Private student loans offered by banks are similar to federal loans but tend to have less favorable terms. For example, interest rates are often higher and grace periods (periods when no payments are due) are usually non-existent. Getting a private student loan can also be more difficult because the loans are given out by banks rather than the government. Banks will check your credit score and may not approve your loan application if you are having financial difficulties. Despite the drawbacks, private bank loans can be a good way to fund your education. The key is to compare lenders and find the loan with the most favorable terms. In addition to banks, you can also find private loans through state agencies or colleges and universities.
Peer-to-peer loans let you borrow money from people you don’t know without going through a financial institution. To get one of these loans, you’ll need to sign up for a site like Prosper or Lending Club and post a listing showing the amount you want to borrow. Investors will then review your listing and decide to make an investment. Depending on which site you use, investors might choose the interest rate you’ll pay through a bidding process or the site will determine the interest rate. You receive the money you need and investors earn returns on their money through the interest you pay.
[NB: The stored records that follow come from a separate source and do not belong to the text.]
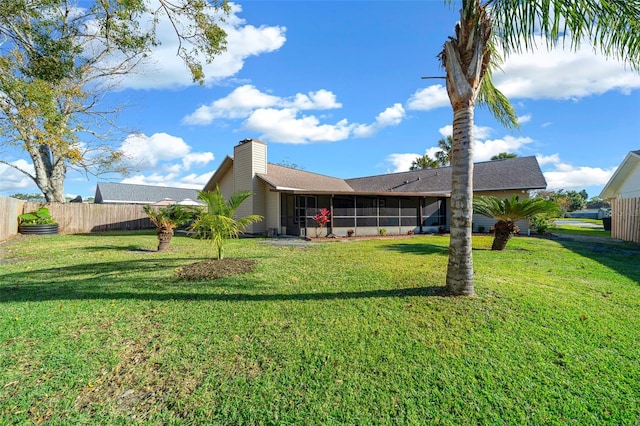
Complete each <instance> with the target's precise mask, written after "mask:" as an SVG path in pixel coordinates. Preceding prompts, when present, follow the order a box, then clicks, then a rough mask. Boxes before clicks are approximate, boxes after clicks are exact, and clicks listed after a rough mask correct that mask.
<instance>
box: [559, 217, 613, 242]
mask: <svg viewBox="0 0 640 426" xmlns="http://www.w3.org/2000/svg"><path fill="white" fill-rule="evenodd" d="M563 222H568V223H563ZM575 222H581V223H585V224H591V225H597V226H598V227H597V228H591V227H585V226H580V225H575V224H573V223H575ZM549 232H552V233H555V234H568V235H582V236H585V237H601V238H611V231H605V230H604V226H603V225H602V219H581V218H578V219H571V218H570V219H555V224H554V225H553V226H551V227H550V228H549Z"/></svg>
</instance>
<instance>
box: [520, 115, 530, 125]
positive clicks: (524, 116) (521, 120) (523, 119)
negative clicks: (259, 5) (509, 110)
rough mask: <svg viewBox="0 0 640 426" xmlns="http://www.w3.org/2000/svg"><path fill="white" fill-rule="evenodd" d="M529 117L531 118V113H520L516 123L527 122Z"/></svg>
mask: <svg viewBox="0 0 640 426" xmlns="http://www.w3.org/2000/svg"><path fill="white" fill-rule="evenodd" d="M531 118H533V116H532V115H531V114H525V115H521V116H520V117H518V124H524V123H528V122H530V121H531Z"/></svg>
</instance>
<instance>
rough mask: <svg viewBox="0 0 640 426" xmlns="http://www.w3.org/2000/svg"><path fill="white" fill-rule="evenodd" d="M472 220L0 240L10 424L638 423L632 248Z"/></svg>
mask: <svg viewBox="0 0 640 426" xmlns="http://www.w3.org/2000/svg"><path fill="white" fill-rule="evenodd" d="M490 244H491V237H488V236H487V237H474V246H475V250H474V265H475V270H476V291H477V296H476V297H473V298H466V297H457V298H456V297H447V296H445V295H444V294H443V293H442V291H441V286H442V284H443V282H444V279H445V269H446V263H447V251H448V238H447V237H446V236H415V237H413V238H406V239H378V240H363V241H352V242H330V243H322V244H313V245H309V246H276V245H273V244H270V243H268V242H267V240H263V239H243V240H239V241H233V242H230V243H229V244H228V245H227V247H226V253H227V255H228V256H231V257H241V258H251V259H255V260H256V261H257V265H256V269H255V270H254V271H253V272H250V273H248V274H245V275H242V276H235V277H229V278H225V279H221V280H216V281H210V282H207V281H195V282H186V281H180V280H178V279H177V278H175V277H174V274H175V272H176V270H177V269H178V268H180V267H182V266H185V265H189V264H191V263H194V262H197V261H200V260H203V259H205V258H206V257H207V256H208V255H210V252H208V251H207V250H208V249H207V246H206V245H205V244H204V243H203V242H201V241H197V240H193V239H189V238H185V237H176V238H174V240H173V242H172V247H173V248H172V250H170V251H169V252H167V253H156V252H152V251H151V250H152V249H153V248H154V247H155V246H156V245H157V242H156V238H155V234H153V233H128V234H104V235H90V236H82V235H76V236H47V237H32V238H28V239H24V240H20V241H17V242H11V243H9V244H3V245H0V253H1V254H0V256H1V257H2V258H3V259H2V260H1V261H2V263H1V264H0V371H2V374H0V424H34V423H35V424H39V423H43V422H48V424H87V423H91V424H127V425H129V424H145V423H146V424H225V425H228V424H243V425H245V424H353V425H364V424H451V425H460V424H465V425H466V424H532V425H540V424H575V425H587V424H615V425H632V424H637V422H638V419H640V385H639V384H640V346H638V345H639V343H638V342H640V327H639V324H640V285H639V282H640V262H639V261H638V259H639V257H640V247H639V246H638V245H633V244H620V243H617V244H616V243H613V242H602V243H589V244H584V243H582V244H581V243H577V242H570V241H565V239H562V240H553V239H541V238H527V237H518V238H514V239H512V240H511V241H510V242H509V244H508V246H507V249H506V251H504V252H492V251H490V250H488V247H490Z"/></svg>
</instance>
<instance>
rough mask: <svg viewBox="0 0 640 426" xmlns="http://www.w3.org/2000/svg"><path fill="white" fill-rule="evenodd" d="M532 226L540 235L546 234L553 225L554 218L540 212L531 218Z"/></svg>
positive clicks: (529, 219) (536, 231) (530, 220)
mask: <svg viewBox="0 0 640 426" xmlns="http://www.w3.org/2000/svg"><path fill="white" fill-rule="evenodd" d="M529 223H530V224H531V228H533V230H534V231H536V233H538V234H539V235H544V233H545V232H547V229H549V228H550V227H551V224H552V219H551V217H549V216H548V215H546V214H538V215H535V216H533V217H531V219H529Z"/></svg>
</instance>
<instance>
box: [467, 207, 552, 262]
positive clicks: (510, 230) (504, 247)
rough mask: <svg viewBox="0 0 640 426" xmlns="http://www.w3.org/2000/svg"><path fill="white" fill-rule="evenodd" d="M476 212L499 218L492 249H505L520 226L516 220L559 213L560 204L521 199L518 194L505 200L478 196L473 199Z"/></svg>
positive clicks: (474, 209) (474, 210)
mask: <svg viewBox="0 0 640 426" xmlns="http://www.w3.org/2000/svg"><path fill="white" fill-rule="evenodd" d="M473 211H474V212H475V213H478V214H481V215H483V216H487V217H490V218H493V219H497V220H498V222H496V224H495V228H496V231H495V236H494V238H493V244H492V245H491V250H504V248H505V247H506V245H507V242H508V241H509V239H510V238H511V235H513V234H514V233H515V232H517V230H518V227H517V225H516V222H517V221H519V220H521V219H524V218H526V217H531V216H534V215H536V214H540V213H549V214H553V213H557V212H558V205H557V204H556V203H554V202H553V201H549V200H543V199H542V198H529V199H525V200H522V201H521V200H520V199H519V198H518V196H517V195H514V196H513V197H511V198H510V199H509V198H505V199H503V200H501V199H499V198H497V197H476V198H474V200H473Z"/></svg>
A final loan option for students involves borrowing from family. If you do borrow from a family member, you should consider drawing up an official contract. This will eliminate confusion about the loan terms for both of you. Even though this loan is being made by a member of your family, you should expect them to charge interest. You can find calculators online that will help you figure out monthly payments when it’s time to pay back the loan. In addition, online resources are available that can track payments and send out reminders.